# JE James Cycles Sheffield



## Paul_L (28 Mar 2011)

I'm about to buy a bike from JE James in Sheffield and there are some shocking reviews about the internet for them.

Mainly poor mail order or internet purchase problems, but also the odd in store problem as well.

That said there are inevitably good reviews as well, but there are enough bad ones to make me worried.

I've spoken to them today and first impressions are good. They are building the bike i'm interested in this week for me to try this coming saturday, and if i sort the finance deal out then, i can take it away with me.

As i'm in Braford, unless there are any problems with the bike that occur straight away, i've no need to go back to them, so my interaction with them should be fairly limited.

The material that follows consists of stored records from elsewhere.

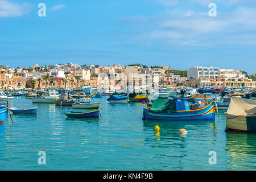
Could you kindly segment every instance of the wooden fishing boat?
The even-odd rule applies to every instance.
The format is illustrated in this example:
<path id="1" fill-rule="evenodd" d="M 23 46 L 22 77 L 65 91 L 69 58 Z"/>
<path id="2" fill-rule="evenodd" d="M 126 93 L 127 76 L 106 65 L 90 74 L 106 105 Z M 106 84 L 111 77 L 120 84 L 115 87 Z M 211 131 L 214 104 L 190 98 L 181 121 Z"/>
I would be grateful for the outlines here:
<path id="1" fill-rule="evenodd" d="M 256 133 L 256 115 L 247 115 L 246 124 L 248 132 Z"/>
<path id="2" fill-rule="evenodd" d="M 148 100 L 148 97 L 146 94 L 130 93 L 129 96 L 129 102 L 146 102 Z"/>
<path id="3" fill-rule="evenodd" d="M 256 101 L 233 96 L 225 114 L 226 131 L 249 131 L 248 122 L 254 125 L 250 122 L 256 116 Z"/>
<path id="4" fill-rule="evenodd" d="M 143 119 L 184 121 L 214 119 L 214 118 L 213 102 L 202 108 L 190 109 L 187 101 L 159 98 L 154 101 L 152 106 L 143 108 Z"/>
<path id="5" fill-rule="evenodd" d="M 107 101 L 110 103 L 125 104 L 128 103 L 128 98 L 119 95 L 112 95 L 107 99 Z"/>
<path id="6" fill-rule="evenodd" d="M 96 94 L 95 95 L 95 97 L 101 98 L 101 97 L 102 97 L 102 96 L 100 93 L 96 93 Z"/>
<path id="7" fill-rule="evenodd" d="M 3 123 L 6 108 L 0 106 L 0 123 Z"/>
<path id="8" fill-rule="evenodd" d="M 96 97 L 96 94 L 95 94 L 95 93 L 90 95 L 90 97 L 92 97 L 92 98 L 95 98 Z"/>
<path id="9" fill-rule="evenodd" d="M 66 110 L 65 114 L 72 118 L 98 118 L 99 110 L 94 110 L 87 112 L 77 112 L 72 110 Z"/>
<path id="10" fill-rule="evenodd" d="M 217 102 L 217 106 L 218 106 L 218 110 L 228 110 L 229 109 L 229 104 L 230 103 L 230 97 L 224 97 L 220 101 Z"/>
<path id="11" fill-rule="evenodd" d="M 36 114 L 38 108 L 19 109 L 11 107 L 10 110 L 14 114 Z"/>
<path id="12" fill-rule="evenodd" d="M 78 103 L 78 104 L 73 104 L 72 105 L 73 108 L 76 109 L 94 109 L 94 108 L 98 108 L 100 107 L 100 102 L 97 103 L 90 103 L 90 104 L 86 104 L 86 103 Z"/>

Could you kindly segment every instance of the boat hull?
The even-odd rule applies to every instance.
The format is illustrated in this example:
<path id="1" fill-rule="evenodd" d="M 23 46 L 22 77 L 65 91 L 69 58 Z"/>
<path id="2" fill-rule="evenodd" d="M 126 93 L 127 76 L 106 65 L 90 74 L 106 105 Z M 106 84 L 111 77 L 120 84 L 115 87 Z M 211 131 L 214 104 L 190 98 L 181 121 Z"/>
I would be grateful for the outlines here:
<path id="1" fill-rule="evenodd" d="M 6 109 L 5 107 L 0 107 L 0 123 L 3 123 L 6 112 Z"/>
<path id="2" fill-rule="evenodd" d="M 94 109 L 98 108 L 100 104 L 100 103 L 74 104 L 72 107 L 75 109 Z"/>
<path id="3" fill-rule="evenodd" d="M 32 98 L 32 102 L 33 103 L 47 103 L 47 104 L 55 104 L 56 98 Z"/>
<path id="4" fill-rule="evenodd" d="M 256 116 L 246 116 L 247 131 L 256 133 Z"/>
<path id="5" fill-rule="evenodd" d="M 112 100 L 112 101 L 108 101 L 110 103 L 114 103 L 114 104 L 126 104 L 128 103 L 128 100 Z"/>
<path id="6" fill-rule="evenodd" d="M 74 112 L 72 111 L 66 111 L 65 114 L 71 118 L 98 118 L 99 111 L 92 111 L 89 112 Z"/>
<path id="7" fill-rule="evenodd" d="M 57 100 L 55 101 L 55 104 L 58 106 L 72 106 L 75 102 L 64 102 L 64 101 L 59 101 Z"/>
<path id="8" fill-rule="evenodd" d="M 148 108 L 143 108 L 143 119 L 187 121 L 200 119 L 214 119 L 215 118 L 215 105 L 211 102 L 203 108 L 189 111 L 177 111 L 176 113 L 154 113 Z"/>
<path id="9" fill-rule="evenodd" d="M 11 108 L 10 110 L 13 114 L 36 114 L 37 109 L 35 108 L 30 108 L 26 109 L 17 109 L 16 108 Z"/>
<path id="10" fill-rule="evenodd" d="M 218 110 L 226 110 L 229 109 L 229 103 L 217 103 Z"/>

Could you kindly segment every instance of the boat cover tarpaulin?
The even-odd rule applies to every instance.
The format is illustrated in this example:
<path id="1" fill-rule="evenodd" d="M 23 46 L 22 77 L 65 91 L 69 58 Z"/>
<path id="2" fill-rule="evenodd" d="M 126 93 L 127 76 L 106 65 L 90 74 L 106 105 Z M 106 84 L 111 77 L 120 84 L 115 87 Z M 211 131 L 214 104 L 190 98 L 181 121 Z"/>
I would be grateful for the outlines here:
<path id="1" fill-rule="evenodd" d="M 142 95 L 139 95 L 139 94 L 137 94 L 135 97 L 134 97 L 134 98 L 147 98 L 146 96 L 142 96 Z"/>
<path id="2" fill-rule="evenodd" d="M 129 98 L 147 98 L 145 96 L 142 96 L 137 93 L 130 93 L 129 96 Z"/>
<path id="3" fill-rule="evenodd" d="M 159 97 L 154 101 L 150 110 L 155 113 L 176 113 L 176 102 L 168 98 Z"/>
<path id="4" fill-rule="evenodd" d="M 205 98 L 206 97 L 206 98 Z M 199 98 L 199 99 L 204 99 L 204 98 L 214 98 L 214 97 L 204 95 L 204 94 L 196 94 L 195 96 L 193 97 L 194 98 Z"/>
<path id="5" fill-rule="evenodd" d="M 227 114 L 236 116 L 256 115 L 256 101 L 232 97 Z"/>

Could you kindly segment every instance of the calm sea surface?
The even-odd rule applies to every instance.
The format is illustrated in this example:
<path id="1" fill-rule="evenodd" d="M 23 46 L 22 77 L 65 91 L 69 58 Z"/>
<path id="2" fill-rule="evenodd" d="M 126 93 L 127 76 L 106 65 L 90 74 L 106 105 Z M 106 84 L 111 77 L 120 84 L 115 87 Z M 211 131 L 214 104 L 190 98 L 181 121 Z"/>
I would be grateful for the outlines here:
<path id="1" fill-rule="evenodd" d="M 11 106 L 38 107 L 37 115 L 6 115 L 0 125 L 0 170 L 255 170 L 256 134 L 225 133 L 215 121 L 143 121 L 141 103 L 101 102 L 99 119 L 71 119 L 68 106 L 15 98 Z M 156 136 L 154 127 L 160 128 Z M 177 131 L 184 128 L 186 136 Z M 38 163 L 39 151 L 46 164 Z M 217 164 L 209 164 L 216 151 Z"/>

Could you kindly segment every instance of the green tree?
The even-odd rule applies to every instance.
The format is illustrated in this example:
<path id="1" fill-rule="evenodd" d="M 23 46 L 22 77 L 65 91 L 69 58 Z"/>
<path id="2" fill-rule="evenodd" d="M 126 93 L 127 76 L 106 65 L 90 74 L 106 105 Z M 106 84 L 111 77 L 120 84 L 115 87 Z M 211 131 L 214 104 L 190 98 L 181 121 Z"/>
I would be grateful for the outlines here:
<path id="1" fill-rule="evenodd" d="M 71 89 L 72 89 L 73 90 L 73 83 L 74 82 L 74 80 L 70 80 L 70 82 L 71 82 Z"/>

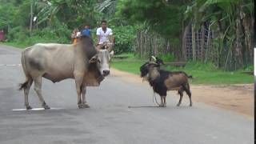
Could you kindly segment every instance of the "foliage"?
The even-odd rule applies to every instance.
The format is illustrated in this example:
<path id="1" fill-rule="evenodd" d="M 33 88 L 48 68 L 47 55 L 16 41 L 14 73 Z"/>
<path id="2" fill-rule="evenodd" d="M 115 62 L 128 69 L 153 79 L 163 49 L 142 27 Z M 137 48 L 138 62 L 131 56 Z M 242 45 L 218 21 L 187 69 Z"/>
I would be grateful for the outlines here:
<path id="1" fill-rule="evenodd" d="M 133 52 L 132 46 L 135 38 L 136 30 L 130 26 L 112 26 L 114 37 L 116 54 Z"/>
<path id="2" fill-rule="evenodd" d="M 172 54 L 161 54 L 161 55 L 159 55 L 159 58 L 162 60 L 163 60 L 163 62 L 173 62 L 173 61 L 174 61 L 174 56 Z"/>

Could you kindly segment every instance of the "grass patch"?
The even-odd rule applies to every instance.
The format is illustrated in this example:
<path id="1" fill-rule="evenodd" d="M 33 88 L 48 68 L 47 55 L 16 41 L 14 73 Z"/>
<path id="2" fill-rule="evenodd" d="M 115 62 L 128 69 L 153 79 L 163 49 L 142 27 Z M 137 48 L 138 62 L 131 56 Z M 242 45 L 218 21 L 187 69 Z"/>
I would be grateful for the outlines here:
<path id="1" fill-rule="evenodd" d="M 17 47 L 19 49 L 24 49 L 26 47 L 28 47 L 29 46 L 25 43 L 21 42 L 0 42 L 2 45 L 6 45 L 6 46 L 11 46 L 14 47 Z"/>
<path id="2" fill-rule="evenodd" d="M 146 60 L 116 60 L 114 59 L 111 66 L 122 71 L 140 74 L 139 67 Z M 189 62 L 184 68 L 163 66 L 162 69 L 172 71 L 185 71 L 193 76 L 192 84 L 228 85 L 254 83 L 254 76 L 242 74 L 240 71 L 224 72 L 217 69 L 213 64 Z"/>

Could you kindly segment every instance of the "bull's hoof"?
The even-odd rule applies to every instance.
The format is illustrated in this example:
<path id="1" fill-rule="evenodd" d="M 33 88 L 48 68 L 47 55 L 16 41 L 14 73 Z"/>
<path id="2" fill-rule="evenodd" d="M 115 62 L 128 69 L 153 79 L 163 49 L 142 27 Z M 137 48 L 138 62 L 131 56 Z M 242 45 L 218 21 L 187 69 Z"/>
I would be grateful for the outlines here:
<path id="1" fill-rule="evenodd" d="M 89 108 L 90 106 L 88 104 L 80 104 L 78 105 L 79 109 L 83 109 L 83 108 Z"/>
<path id="2" fill-rule="evenodd" d="M 90 106 L 88 104 L 83 104 L 84 108 L 90 108 Z"/>
<path id="3" fill-rule="evenodd" d="M 82 104 L 79 104 L 79 105 L 78 105 L 78 108 L 79 108 L 79 109 L 84 108 L 84 107 L 83 107 L 83 105 L 82 105 Z"/>
<path id="4" fill-rule="evenodd" d="M 32 107 L 31 107 L 30 106 L 26 106 L 26 110 L 30 110 L 30 109 L 32 109 Z"/>
<path id="5" fill-rule="evenodd" d="M 45 110 L 50 109 L 50 108 L 49 107 L 49 106 L 48 106 L 48 105 L 45 105 L 45 106 L 43 106 L 43 108 L 44 108 Z"/>

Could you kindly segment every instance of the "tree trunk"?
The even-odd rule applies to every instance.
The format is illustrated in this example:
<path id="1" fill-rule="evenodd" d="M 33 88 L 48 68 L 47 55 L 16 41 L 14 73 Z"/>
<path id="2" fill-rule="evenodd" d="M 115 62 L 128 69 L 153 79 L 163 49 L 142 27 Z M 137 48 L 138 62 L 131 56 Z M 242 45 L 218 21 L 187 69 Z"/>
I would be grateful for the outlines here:
<path id="1" fill-rule="evenodd" d="M 235 70 L 242 66 L 242 42 L 241 42 L 241 21 L 239 17 L 236 20 L 236 41 L 235 41 Z"/>
<path id="2" fill-rule="evenodd" d="M 195 30 L 194 26 L 192 24 L 192 58 L 193 61 L 196 60 L 196 51 L 195 51 Z"/>
<path id="3" fill-rule="evenodd" d="M 202 34 L 202 39 L 201 39 L 201 61 L 203 62 L 205 59 L 205 26 L 202 25 L 201 26 L 201 34 Z"/>
<path id="4" fill-rule="evenodd" d="M 252 38 L 252 32 L 251 30 L 252 26 L 251 24 L 251 18 L 250 15 L 246 14 L 243 12 L 241 12 L 240 14 L 241 19 L 242 20 L 242 26 L 244 27 L 244 35 L 245 35 L 245 45 L 246 45 L 246 54 L 248 54 L 249 58 L 246 58 L 246 64 L 251 64 L 253 63 L 253 58 L 254 58 L 254 48 L 253 48 L 253 38 Z"/>

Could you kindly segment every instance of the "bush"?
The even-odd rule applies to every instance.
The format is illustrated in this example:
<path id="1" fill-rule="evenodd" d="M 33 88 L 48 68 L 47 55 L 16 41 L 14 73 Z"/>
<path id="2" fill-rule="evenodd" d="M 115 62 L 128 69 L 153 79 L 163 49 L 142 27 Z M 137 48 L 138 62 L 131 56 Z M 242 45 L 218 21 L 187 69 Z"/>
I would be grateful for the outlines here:
<path id="1" fill-rule="evenodd" d="M 115 37 L 115 54 L 133 52 L 133 44 L 136 38 L 135 29 L 130 26 L 113 26 L 111 28 Z"/>

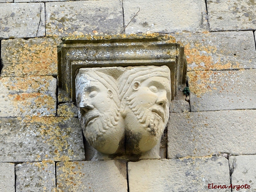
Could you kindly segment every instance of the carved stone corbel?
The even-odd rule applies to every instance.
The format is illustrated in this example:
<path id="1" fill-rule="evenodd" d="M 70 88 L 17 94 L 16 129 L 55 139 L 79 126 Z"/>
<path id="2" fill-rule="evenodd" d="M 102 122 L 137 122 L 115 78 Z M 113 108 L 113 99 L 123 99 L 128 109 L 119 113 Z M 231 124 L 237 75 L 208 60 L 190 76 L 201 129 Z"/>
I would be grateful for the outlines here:
<path id="1" fill-rule="evenodd" d="M 158 158 L 170 103 L 186 82 L 184 48 L 152 34 L 65 38 L 58 50 L 59 86 L 97 158 Z"/>

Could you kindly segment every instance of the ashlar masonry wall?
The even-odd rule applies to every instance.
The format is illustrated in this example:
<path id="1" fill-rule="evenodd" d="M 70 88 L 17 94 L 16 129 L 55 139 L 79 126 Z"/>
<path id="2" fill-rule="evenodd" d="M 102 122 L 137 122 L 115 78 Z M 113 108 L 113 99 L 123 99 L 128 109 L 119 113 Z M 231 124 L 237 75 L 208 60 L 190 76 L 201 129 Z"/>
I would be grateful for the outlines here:
<path id="1" fill-rule="evenodd" d="M 162 159 L 86 161 L 57 46 L 119 34 L 139 10 L 123 33 L 182 43 L 189 98 L 171 103 Z M 255 13 L 253 0 L 0 0 L 0 191 L 256 190 Z"/>

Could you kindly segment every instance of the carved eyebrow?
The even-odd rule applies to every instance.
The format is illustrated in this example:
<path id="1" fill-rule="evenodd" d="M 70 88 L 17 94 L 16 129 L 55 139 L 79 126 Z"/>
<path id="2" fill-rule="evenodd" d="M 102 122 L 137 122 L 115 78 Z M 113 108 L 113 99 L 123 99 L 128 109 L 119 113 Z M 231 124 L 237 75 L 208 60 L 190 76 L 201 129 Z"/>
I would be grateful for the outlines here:
<path id="1" fill-rule="evenodd" d="M 168 87 L 168 84 L 166 85 L 165 84 L 163 84 L 161 82 L 154 80 L 150 81 L 148 84 L 148 86 L 149 87 L 151 85 L 157 86 L 159 87 L 160 88 L 164 89 L 165 89 Z"/>

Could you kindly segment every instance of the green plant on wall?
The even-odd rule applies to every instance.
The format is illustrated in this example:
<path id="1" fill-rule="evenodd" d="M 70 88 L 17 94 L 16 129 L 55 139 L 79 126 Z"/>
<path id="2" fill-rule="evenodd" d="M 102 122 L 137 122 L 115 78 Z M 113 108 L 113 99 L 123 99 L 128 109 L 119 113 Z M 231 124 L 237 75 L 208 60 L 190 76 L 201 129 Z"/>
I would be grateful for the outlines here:
<path id="1" fill-rule="evenodd" d="M 182 91 L 186 96 L 186 97 L 188 97 L 189 95 L 189 93 L 190 92 L 190 91 L 189 90 L 189 88 L 188 88 L 188 87 L 185 87 Z"/>

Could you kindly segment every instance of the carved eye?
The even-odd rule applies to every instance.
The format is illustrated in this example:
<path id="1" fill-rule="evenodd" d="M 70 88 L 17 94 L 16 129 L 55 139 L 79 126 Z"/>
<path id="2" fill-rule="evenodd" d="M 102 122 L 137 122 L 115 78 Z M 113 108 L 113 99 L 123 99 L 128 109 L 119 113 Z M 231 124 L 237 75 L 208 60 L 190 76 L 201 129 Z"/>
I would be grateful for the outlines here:
<path id="1" fill-rule="evenodd" d="M 90 94 L 89 94 L 89 97 L 95 97 L 98 93 L 98 92 L 96 91 L 92 91 L 90 93 Z"/>
<path id="2" fill-rule="evenodd" d="M 154 85 L 152 85 L 149 87 L 149 90 L 154 93 L 156 93 L 158 91 L 157 88 Z"/>

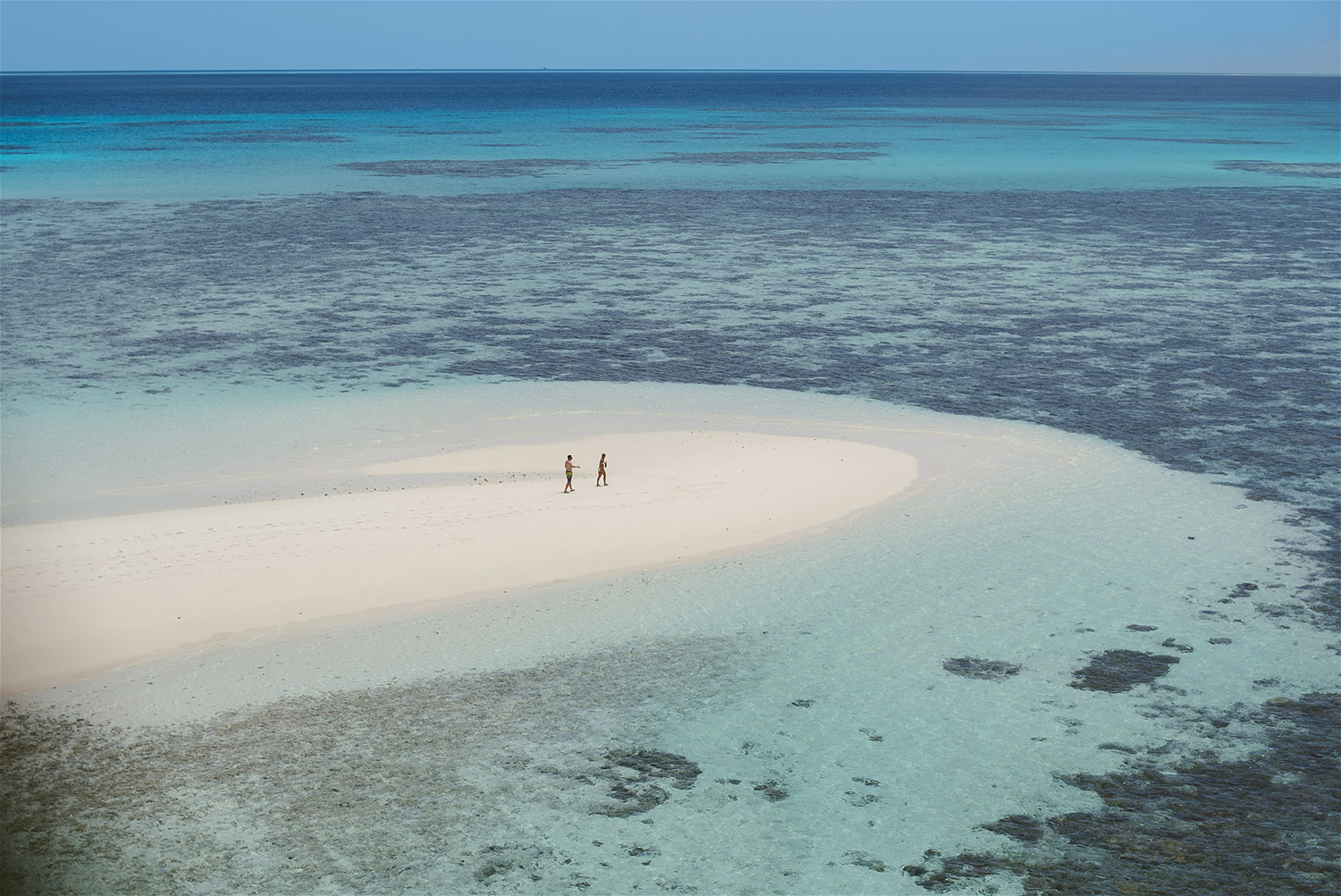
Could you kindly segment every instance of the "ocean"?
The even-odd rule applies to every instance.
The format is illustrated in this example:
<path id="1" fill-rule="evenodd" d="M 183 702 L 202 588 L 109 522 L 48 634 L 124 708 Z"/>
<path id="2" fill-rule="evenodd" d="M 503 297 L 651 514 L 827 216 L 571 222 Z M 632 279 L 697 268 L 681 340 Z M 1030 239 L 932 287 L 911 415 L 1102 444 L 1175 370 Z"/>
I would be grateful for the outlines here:
<path id="1" fill-rule="evenodd" d="M 15 892 L 1341 885 L 1337 78 L 4 75 L 0 123 L 7 526 L 516 420 L 1019 445 L 237 645 L 251 699 L 170 726 L 25 695 Z"/>

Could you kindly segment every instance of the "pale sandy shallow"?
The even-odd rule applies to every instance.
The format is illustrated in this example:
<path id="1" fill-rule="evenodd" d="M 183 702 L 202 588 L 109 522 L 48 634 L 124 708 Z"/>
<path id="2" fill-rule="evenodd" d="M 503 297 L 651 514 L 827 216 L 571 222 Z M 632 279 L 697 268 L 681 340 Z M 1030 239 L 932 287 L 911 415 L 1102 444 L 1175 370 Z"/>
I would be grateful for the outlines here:
<path id="1" fill-rule="evenodd" d="M 610 486 L 597 488 L 601 452 Z M 569 453 L 581 469 L 566 495 Z M 351 613 L 743 551 L 893 498 L 917 479 L 917 461 L 842 439 L 697 431 L 492 445 L 362 472 L 461 482 L 5 528 L 0 687 L 47 687 Z"/>

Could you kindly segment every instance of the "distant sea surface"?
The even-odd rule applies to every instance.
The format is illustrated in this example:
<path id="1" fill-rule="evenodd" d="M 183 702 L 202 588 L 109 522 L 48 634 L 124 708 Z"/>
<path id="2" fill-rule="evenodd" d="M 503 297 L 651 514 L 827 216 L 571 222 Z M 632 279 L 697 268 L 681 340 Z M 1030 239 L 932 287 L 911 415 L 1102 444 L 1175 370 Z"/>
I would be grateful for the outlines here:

Any good, bad or even horror stories anyone wants to share?


----------



## Moodyman (28 Mar 2011)

Another Bradfordian here.

I used them for a couple of purchases and they were quite good. They're a local bike shop with three local stores in South Yorks. They just happen to have an internet operation too.

I got good honest advice, I rang for something and they asked me for my requirements and suggested something better that was not on their website, but which they had lurking in the store for less money.

Sheffield is just about manageable if you had to take something to them under warranty.


----------



## johnr (28 Mar 2011)

I've only used them once, but the people on the phones were very helpful and the goods arrived promptly.


----------



## tubbycyclist (28 Mar 2011)

I had a problem with a cracked frame around 2 years after I bought a folder from them, and they did their best to sort it with Dahon. There were extensive delays in getting me a new bike as a replacement but those delays were the responsibility of Dahon.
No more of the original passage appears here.